Galerie photo : Les découvertes faites sur le navire de Barbe Noire
Concernant Barbe Noire, surtout célèbre pour son apparence effrayante mise en scène avec son épaisse barbe noire et son habitude de tresser des mèches à canon allumées dans ses cheveux, il ne semble pas tant avoir bâti sa réputation sur ses prises qui n'étaient, de ce que l'on sait, pas exceptionnelles comparées à d’autres de cette période. (À lire aussi : La véritable histoire de Barbe Noire, la terreur des mers)
« Environ au même moment, du point de vue de la valeur des prises en tout cas, ce qui se passe en mer Rouge est beaucoup plus important. Dans cette région, les pirates s’emparent de riches navires transportant des pèlerins venus d’Inde. Mais dans ce cas-là, ce n’est pas l’Europe directement qui est touchée donc cette histoire a été moins considérée », commente Philippe Hrodej, historien spécialiste d’histoire maritime.
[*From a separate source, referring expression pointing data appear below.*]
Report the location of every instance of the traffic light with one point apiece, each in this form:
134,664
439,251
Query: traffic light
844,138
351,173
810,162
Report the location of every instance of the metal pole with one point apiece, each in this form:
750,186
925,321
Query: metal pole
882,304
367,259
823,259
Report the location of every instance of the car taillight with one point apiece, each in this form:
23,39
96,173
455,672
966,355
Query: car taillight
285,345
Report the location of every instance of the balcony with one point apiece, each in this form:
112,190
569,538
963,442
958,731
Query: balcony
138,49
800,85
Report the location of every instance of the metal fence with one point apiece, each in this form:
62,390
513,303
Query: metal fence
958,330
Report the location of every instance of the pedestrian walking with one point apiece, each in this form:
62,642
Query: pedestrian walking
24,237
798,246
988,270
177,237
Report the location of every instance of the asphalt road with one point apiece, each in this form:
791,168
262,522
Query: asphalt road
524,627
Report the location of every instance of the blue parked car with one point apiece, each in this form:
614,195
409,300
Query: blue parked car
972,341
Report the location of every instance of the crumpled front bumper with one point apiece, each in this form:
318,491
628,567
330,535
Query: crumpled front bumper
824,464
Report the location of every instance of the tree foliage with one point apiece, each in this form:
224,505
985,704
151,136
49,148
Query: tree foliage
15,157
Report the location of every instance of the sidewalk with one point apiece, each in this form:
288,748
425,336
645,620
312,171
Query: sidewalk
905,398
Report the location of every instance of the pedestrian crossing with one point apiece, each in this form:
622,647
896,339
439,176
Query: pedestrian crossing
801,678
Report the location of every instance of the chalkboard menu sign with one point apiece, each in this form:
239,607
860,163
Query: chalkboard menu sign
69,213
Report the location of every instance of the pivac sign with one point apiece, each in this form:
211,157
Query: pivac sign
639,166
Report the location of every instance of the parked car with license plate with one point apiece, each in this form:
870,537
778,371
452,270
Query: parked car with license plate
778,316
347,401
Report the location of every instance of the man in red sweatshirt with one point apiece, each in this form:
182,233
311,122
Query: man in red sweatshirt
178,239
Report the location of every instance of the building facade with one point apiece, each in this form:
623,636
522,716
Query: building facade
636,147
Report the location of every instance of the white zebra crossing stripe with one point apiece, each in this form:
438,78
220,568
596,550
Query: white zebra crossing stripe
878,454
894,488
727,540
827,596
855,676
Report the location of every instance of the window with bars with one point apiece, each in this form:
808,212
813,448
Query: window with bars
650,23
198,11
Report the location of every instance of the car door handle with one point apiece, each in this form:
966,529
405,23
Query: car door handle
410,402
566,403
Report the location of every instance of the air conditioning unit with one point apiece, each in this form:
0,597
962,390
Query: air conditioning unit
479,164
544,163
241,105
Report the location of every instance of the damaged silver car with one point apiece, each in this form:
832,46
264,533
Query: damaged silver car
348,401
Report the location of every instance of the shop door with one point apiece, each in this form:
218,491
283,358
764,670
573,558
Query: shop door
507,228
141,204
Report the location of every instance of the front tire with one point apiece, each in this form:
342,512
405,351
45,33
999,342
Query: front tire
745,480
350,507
Une nouvelle période de paix entre la France et l’Angleterre durera de 1713 à 1744, marquant un coup d’arrêt à la piraterie. Dans les caraïbes, cet épisode se finira pour beaucoup la corde au cou. D’autres seront graciés. Cette parenthèse de paix renforcera le sentiment que la vague de piraterie qui l'avait précédée pouvait être considérée comme l’âge d'or des pirates. Il n’en est rien, mais ces années apaisées permettront aux premières légendes de prendre vie dans l'imaginaire collectif.